Es gibt aber noch einen weiteren Grund, warum das Bargeld verschwinden muß. Die EU und der Euro bröckeln. Die Banken sind marode, die Staaten überschuldet, die Staatsfinanzen ein Desaster, das Gefälle zwischen Nord und Süd wird immer größer, die Arbeitslosigkeit in den EU-Südstaaten ein Desaster.

Griechenland ist trotz aller Sirenengesänge unserer Politiker restlos und hoffnungslos pleite, und die Versprechungen, die deutschen Milliarden nach Griechenland würden mit Zins und Zinseszins zurückkommen bereits so gut wie gebrochen. Die Zig-Milliardden sind weg. Italien und Frankreich sind de facto ebenfalls Pleite.

Großbritannien hat das sinkende Schiff bereits verlassen und eröffnet von außen das Feuer auf das schlingernde Wrack. Sollte Großbritannien die Forderung der EU auf eine Abstandszahlung von 100 Milliarden nicht erfüllen – und so sieht es aus, hat die EU ein großes Finanzierungsproblem.

In Frankreich konnte man nur mit einem Kaninchen-aus-dem-Hut Kandidaten noch verhindern, daß entweder der Kommunist Mélenchon oder die Nationalistin Le Pen gewinnen. Beide hatten einen EU-Austritt und das Verlassen des Euro auf dem Programm.

Folgerichtigerweise fordert Macron nun den Superstaat EU und die flächendeckende Umverteilung der Gelder, um einen Absturz des bankrotten Frankreichs zu verhindern. Nicht überraschend folgt darauf die Forderung des nicht weniger maroden Italiens, den Vorschlägen Macrons einer stärkeren Integration und Umverteilung in der Eurozone unbedingt zu folgen. Das bedeutet einen gesamteuropäischen Haushalt und die Einrichtung der Position eines gesamteuropäischen Finanzministers, was auch eine im Prinzip gesamteuropäische Steuer bedeutet. Bei der Frage, woher die Finanzmittel kommen sollen, die ein überschuldetes Frankreich und Italien (und Griechenland und Spanien) vor dem Kollaps retten sollen, richten sich alle Augen auf … Deutschland.

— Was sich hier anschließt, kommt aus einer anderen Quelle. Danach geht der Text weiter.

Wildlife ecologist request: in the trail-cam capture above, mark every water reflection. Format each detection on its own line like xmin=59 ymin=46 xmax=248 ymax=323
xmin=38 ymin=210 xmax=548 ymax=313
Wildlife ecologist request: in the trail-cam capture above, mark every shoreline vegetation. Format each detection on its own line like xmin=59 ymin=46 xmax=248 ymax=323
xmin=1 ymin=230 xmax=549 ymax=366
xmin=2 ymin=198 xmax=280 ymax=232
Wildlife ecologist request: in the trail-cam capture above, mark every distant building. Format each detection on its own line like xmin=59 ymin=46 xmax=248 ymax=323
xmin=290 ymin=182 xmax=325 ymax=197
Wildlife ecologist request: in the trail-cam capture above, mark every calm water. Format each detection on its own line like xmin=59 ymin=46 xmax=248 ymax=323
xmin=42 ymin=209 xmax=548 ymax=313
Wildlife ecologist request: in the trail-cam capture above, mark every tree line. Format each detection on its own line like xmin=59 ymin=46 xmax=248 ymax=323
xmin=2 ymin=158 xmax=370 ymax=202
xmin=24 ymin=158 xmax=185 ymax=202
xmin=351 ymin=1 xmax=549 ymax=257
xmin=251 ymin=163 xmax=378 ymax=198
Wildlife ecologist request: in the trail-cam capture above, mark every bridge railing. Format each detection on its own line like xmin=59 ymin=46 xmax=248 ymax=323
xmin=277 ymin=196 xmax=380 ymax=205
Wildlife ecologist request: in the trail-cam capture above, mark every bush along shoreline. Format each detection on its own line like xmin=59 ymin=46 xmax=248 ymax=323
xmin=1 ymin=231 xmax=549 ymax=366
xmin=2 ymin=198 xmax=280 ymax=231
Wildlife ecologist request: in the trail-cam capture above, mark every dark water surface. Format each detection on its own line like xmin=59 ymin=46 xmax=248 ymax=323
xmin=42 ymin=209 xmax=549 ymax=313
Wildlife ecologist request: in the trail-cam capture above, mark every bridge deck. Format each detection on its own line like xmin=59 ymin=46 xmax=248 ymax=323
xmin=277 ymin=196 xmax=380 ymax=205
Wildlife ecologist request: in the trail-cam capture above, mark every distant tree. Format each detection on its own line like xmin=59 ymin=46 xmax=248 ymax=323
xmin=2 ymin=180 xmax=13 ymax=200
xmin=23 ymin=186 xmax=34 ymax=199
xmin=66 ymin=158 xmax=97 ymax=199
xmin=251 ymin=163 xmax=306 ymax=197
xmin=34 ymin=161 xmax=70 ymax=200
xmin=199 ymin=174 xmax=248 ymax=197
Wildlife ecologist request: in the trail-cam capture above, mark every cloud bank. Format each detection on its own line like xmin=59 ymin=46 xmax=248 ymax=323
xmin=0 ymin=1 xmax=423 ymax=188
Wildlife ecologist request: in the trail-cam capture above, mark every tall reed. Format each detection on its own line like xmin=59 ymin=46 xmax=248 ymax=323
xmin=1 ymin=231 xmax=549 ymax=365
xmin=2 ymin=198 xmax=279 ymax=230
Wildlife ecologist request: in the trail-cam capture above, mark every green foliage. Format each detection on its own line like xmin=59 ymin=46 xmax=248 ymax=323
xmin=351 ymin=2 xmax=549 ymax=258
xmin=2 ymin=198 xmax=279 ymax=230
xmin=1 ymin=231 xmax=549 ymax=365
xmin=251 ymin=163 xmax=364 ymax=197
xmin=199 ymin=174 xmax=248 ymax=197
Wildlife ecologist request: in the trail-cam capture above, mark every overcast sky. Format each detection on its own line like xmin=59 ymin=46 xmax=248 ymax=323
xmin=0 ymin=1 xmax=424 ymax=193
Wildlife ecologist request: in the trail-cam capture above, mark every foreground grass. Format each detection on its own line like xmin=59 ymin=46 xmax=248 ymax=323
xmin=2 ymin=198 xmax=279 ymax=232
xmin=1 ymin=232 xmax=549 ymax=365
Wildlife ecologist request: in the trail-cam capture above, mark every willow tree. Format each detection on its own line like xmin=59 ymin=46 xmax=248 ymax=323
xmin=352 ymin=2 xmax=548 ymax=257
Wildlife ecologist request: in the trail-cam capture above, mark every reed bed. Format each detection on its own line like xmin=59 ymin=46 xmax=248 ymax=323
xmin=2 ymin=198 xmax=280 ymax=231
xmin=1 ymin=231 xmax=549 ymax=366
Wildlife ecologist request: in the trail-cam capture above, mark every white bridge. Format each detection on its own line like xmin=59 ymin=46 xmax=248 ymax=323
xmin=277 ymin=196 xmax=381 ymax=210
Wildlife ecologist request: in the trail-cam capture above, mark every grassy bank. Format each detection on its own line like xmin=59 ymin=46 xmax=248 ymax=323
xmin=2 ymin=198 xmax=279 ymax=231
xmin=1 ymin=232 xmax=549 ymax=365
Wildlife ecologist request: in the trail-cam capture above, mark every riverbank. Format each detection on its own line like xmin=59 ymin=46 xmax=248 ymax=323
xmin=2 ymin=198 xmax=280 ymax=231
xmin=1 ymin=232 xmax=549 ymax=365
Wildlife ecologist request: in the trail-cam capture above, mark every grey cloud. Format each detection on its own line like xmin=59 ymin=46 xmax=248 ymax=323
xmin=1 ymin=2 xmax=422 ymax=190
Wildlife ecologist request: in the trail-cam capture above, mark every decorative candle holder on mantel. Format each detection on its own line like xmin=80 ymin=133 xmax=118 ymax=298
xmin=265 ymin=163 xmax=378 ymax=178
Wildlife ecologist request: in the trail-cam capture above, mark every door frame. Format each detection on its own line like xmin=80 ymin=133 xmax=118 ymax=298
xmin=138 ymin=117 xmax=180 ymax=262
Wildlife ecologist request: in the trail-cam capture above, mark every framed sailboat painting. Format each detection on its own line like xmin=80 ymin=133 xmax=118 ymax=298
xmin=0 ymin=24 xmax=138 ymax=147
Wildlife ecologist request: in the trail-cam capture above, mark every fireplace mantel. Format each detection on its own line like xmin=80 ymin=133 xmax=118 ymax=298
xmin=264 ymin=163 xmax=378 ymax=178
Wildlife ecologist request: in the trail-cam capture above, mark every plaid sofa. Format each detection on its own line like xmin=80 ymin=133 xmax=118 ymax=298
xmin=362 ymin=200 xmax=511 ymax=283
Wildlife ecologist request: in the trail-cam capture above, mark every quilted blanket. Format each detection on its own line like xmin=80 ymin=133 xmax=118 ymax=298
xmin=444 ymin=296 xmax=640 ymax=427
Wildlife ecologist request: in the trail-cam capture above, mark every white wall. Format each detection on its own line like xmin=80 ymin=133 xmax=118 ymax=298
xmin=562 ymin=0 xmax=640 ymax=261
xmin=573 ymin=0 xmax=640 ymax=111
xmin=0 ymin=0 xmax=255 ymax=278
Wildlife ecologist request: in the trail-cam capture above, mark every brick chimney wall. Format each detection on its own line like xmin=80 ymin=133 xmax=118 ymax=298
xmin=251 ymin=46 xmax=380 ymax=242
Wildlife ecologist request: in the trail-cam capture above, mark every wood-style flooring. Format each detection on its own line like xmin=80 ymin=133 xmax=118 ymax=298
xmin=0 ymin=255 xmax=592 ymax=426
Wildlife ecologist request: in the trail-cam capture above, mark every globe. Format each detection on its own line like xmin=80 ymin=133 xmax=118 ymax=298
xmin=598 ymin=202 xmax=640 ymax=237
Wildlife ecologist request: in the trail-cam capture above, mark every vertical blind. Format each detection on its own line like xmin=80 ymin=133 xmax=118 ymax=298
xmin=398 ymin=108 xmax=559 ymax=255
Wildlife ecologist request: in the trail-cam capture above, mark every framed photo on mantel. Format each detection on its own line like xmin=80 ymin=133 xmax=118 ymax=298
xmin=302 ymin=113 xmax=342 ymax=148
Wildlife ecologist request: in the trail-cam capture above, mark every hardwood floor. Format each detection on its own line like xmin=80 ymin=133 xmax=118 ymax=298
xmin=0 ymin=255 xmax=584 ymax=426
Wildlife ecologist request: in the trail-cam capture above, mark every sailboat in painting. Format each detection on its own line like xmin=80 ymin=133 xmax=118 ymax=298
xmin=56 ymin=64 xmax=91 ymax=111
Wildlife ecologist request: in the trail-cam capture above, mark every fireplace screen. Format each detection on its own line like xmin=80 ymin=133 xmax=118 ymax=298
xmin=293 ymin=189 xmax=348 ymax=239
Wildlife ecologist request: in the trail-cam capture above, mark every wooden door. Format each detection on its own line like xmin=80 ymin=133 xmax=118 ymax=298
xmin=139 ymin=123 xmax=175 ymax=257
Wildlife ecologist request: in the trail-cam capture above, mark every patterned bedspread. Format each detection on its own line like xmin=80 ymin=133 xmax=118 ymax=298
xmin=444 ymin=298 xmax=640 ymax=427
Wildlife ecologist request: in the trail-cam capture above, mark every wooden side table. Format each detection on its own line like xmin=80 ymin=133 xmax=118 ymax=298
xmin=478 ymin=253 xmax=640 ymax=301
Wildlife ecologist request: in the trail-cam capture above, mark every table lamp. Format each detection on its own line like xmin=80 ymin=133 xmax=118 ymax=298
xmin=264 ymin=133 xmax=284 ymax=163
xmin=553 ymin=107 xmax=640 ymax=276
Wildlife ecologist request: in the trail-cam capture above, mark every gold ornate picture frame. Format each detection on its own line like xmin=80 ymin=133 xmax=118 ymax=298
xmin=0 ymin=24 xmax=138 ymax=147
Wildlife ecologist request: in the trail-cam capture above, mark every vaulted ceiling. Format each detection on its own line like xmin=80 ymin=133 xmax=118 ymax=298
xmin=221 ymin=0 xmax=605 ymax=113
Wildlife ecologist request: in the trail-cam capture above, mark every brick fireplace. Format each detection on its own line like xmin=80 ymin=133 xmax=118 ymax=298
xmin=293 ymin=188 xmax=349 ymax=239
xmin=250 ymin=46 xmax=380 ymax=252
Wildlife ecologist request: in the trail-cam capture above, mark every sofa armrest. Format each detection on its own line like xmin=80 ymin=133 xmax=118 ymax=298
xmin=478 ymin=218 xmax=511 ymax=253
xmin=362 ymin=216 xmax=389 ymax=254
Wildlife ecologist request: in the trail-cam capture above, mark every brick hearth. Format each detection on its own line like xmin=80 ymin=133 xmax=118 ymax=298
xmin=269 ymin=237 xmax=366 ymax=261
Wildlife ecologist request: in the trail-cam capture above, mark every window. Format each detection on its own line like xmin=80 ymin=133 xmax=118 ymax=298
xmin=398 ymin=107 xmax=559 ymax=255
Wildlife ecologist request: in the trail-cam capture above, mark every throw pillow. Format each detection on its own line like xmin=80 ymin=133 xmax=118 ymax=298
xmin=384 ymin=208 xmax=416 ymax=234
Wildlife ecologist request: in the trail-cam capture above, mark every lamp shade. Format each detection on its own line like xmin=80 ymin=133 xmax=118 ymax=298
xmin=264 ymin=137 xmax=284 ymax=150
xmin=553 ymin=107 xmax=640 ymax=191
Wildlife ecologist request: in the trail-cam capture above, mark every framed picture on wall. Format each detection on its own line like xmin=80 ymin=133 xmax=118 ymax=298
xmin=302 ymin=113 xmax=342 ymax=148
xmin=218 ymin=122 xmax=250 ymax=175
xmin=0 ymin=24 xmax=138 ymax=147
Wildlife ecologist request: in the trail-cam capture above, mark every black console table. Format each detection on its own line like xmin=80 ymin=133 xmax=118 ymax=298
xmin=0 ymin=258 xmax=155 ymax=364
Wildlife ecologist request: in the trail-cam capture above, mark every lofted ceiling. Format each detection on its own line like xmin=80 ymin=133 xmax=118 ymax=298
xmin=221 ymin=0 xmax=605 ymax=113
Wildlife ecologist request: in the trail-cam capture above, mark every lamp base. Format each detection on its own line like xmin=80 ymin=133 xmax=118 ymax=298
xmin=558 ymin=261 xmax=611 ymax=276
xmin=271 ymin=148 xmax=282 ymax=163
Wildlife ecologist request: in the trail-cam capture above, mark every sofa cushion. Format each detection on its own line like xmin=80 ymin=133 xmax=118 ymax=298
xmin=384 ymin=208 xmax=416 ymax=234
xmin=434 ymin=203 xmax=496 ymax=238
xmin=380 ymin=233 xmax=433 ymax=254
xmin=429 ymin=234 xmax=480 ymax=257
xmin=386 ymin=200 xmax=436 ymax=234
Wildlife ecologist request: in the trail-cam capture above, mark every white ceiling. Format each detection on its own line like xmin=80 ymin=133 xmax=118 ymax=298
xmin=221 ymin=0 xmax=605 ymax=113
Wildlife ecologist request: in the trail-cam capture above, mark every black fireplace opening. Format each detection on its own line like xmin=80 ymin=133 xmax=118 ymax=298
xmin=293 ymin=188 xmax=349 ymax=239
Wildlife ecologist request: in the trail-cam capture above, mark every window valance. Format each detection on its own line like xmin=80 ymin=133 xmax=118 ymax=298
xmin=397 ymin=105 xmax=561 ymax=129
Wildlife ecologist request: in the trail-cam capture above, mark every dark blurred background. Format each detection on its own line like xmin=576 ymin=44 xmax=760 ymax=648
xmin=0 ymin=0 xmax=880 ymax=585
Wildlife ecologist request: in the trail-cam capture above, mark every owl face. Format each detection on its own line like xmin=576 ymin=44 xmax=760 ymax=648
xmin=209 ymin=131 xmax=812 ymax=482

So forderte auch der italienische Finanzminister Pier Carlo Padoan ohne lange Umschweife, Berlin müsse zu mehr Konzessionen (im Klartext: Geldzahlungen) an die wirtschaftlich schwächeren Eurostaaten bereit sein, damit der Euroraum besser funktioniere: „Der Albtraum für den durchschnittlichen deutschen Wähler besteht darin, dass er sein Geld an die fürchterlichen Südländer verliert. Lassen Sie uns hier klar sagen: die Geschichte hat uns gelehrt, dass Umverteilung eine Voraussetzung für eine erfolgreiche Währungsunion darstellt. Geschieht dies nicht, dann wird die Anpassung – die früher oder später kommen wird – umso schädlicher für alle Länder sein“

Angesichts dieser klaren Forderungen und der nicht zu bestreitenden, konkreten Gefahr, daß ansonsten die EU keinen Bestand mehr haben wird, wird Deutschland wahrscheinlich tatsächlich als Zahlmeister einspringen. Um diese gigantischen Summen aber aufzubringen, ist es unvermeidlich, an das Geld und Vermögen der deutschen Bürger zu gehen. Das unkooperativste, das dem Deutschen dabei einfallen könnte ist, sein Geld von der Bank zu holen und Wege zu finden, es an den Argusaugen des Fiskus vorbeizuschleusen.

Warten wir also die Antwort der Bundesbank ab.